Their first two EPs, Killing Time from 2009 and Escape from 2010, were distinctly heady works which sounded more menacing and strung-out than their debut album, Mazes, does. Here Ripley plunders his own past works, oscillating force-fields plastered across organ-synth lines, relentless fuzz guitar and metronomic drum machines. Ripley's echoed, drawled vocals are almost inconsequential, noticeable most when they're no longer there.
The title-track's main riff, a relatively snappy, garage rock nod, smacks (weirdly) of The Futureheads' Favours For Favours if played by a 12-bar blues band, a total accident coming from hammering at an instrument so well utilised for decades. Here the oppressive weight of sound is dissipated and distributed throughout the song with elegant blues solos wreathed in phasers. When You Cut's keyboard vamp is vaguely reminiscent of Oneida's History's Greatest Navigators – never a bad thing – while Ripley grinds his molten tone underneath, a growling generator to drive the song into shimmering oases.
Though the construction is as simple and repetitive as anything by Ripley's other projects throughout, it's on Mazes that a relative lightness of touch – the chords not quite as forceful, the melodies not quite as embedded in the vortex – helps to make more of the playful side of drone rock.

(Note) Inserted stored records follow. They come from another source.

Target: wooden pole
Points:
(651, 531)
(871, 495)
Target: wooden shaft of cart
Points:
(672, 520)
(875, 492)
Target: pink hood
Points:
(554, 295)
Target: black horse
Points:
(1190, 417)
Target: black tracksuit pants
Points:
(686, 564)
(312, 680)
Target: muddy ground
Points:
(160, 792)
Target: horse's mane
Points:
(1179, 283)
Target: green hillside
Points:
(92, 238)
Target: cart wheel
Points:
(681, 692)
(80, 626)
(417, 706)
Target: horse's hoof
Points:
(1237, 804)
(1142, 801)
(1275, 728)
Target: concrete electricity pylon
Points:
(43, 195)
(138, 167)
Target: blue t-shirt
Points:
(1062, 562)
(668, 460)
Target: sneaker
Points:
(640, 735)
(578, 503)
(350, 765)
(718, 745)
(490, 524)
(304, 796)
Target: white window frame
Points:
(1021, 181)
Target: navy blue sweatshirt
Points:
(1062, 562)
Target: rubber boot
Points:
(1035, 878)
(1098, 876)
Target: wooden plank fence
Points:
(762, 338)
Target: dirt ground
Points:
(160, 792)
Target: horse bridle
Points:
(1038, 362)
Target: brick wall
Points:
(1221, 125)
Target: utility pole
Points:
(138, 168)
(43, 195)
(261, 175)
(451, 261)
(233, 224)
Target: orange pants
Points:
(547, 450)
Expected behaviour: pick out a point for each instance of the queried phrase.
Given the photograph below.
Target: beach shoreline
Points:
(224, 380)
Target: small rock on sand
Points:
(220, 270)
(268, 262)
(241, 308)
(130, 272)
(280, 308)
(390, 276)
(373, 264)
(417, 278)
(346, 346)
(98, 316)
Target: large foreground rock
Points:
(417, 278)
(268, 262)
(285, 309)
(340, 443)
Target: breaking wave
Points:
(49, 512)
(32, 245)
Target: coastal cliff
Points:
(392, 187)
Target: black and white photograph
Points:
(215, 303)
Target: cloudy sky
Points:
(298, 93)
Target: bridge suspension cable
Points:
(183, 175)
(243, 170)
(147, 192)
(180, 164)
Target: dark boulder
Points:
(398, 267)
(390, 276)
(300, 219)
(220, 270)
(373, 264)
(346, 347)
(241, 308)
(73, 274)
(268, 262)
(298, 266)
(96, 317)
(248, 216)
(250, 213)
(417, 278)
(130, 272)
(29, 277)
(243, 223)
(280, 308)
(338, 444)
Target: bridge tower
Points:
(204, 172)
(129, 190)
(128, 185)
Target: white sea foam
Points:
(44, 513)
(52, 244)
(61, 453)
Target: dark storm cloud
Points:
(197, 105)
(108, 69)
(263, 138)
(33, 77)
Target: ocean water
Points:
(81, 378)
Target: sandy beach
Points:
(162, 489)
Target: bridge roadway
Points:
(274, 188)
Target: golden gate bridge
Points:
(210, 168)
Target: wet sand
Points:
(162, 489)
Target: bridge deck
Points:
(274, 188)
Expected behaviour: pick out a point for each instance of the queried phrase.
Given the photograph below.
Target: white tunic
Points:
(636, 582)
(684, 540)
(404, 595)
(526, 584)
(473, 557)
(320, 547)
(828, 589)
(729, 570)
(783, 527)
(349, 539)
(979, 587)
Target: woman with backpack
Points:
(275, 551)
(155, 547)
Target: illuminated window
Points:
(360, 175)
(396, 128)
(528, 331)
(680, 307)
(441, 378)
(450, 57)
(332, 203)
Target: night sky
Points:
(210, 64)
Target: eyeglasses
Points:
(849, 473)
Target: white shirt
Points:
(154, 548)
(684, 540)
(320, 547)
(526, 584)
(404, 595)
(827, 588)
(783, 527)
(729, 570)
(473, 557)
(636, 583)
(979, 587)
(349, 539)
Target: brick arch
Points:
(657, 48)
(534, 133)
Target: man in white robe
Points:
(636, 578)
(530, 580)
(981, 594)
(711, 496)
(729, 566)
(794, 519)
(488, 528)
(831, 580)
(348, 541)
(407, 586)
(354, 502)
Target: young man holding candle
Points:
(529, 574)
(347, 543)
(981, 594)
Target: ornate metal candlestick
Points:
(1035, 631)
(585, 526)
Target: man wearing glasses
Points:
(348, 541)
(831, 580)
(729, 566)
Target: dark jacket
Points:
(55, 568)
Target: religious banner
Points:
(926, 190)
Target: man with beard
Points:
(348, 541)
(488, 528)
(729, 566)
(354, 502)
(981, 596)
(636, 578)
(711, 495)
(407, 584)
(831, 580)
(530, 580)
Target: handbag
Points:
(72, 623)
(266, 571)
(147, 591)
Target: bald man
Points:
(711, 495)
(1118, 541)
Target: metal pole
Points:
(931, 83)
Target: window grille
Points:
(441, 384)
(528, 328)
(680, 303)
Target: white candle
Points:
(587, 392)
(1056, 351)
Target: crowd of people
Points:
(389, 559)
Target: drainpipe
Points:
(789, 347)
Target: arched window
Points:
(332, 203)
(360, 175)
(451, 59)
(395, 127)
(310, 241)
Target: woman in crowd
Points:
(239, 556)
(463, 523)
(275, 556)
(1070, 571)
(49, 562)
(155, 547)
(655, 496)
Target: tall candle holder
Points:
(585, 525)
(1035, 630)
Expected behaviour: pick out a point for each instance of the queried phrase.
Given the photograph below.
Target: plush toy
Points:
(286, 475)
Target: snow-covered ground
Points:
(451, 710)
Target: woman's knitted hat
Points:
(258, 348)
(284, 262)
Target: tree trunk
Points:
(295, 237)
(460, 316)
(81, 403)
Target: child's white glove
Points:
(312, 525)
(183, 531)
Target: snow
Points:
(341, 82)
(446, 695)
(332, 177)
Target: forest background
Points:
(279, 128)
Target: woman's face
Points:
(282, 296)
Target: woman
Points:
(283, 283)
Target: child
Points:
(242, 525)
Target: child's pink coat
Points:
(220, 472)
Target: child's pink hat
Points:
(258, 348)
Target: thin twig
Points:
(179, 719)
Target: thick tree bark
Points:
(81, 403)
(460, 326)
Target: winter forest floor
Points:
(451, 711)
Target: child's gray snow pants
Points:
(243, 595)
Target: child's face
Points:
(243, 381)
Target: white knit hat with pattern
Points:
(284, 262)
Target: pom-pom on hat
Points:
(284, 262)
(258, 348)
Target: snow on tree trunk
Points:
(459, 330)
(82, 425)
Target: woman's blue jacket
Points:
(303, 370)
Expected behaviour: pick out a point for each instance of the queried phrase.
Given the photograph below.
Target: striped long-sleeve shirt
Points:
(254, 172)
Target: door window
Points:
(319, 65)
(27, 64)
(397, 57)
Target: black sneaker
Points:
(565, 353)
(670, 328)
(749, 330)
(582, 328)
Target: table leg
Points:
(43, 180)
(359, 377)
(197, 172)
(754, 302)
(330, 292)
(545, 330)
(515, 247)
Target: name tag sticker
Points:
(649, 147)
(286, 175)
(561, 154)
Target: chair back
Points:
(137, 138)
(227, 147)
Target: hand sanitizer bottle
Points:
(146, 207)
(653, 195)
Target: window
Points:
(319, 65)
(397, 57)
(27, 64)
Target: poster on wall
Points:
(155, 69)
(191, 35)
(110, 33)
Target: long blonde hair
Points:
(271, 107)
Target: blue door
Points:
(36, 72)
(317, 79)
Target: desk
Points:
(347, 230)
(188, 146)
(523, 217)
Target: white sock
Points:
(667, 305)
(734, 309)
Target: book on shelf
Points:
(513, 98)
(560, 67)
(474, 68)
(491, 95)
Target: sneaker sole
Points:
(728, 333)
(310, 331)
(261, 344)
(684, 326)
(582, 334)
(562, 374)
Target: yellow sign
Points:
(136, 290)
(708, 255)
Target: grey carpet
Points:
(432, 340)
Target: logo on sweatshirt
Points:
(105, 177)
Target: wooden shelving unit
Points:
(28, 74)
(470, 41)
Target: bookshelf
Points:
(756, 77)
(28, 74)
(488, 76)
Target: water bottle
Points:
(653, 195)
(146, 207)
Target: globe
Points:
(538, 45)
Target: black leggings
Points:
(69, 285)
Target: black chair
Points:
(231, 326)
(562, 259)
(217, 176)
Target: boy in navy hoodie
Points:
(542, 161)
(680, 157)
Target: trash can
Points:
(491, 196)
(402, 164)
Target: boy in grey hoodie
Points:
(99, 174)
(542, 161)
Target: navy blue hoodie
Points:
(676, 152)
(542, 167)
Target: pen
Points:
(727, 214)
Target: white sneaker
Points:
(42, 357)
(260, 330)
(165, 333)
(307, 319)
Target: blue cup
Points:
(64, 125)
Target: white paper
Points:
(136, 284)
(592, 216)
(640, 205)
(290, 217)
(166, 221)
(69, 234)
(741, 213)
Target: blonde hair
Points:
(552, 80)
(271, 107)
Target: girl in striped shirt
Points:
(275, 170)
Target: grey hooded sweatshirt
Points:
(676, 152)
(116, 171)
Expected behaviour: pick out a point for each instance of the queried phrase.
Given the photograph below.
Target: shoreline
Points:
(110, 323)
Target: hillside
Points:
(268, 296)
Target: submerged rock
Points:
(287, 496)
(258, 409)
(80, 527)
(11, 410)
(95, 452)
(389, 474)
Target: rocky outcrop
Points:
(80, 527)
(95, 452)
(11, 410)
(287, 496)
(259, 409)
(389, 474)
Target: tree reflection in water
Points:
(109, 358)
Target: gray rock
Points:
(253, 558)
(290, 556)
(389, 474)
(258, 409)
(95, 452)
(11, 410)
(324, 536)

When the harshness is removed (and though we lose some of the incidental and fascinating harmonics and noises), there's enough of both sides of the band to print starlit patterns of sound upon your ears.
It's probably fair to say that the unexpected jauntiness at times, and the constant repetition, will not appeal to those who gravitate towards melodic hooks and on-a-dime time changes; each track is one massive hook with dynamics simply tossed aside in favour of volume and steadfastness. Each song remains a steady, stellar journey to the next piercing solo until the noise removes itself after a surprisingly brief 50 minutes and suddenly there's a big gaping black hole where Moon Duo were. All that remains is to re-listen.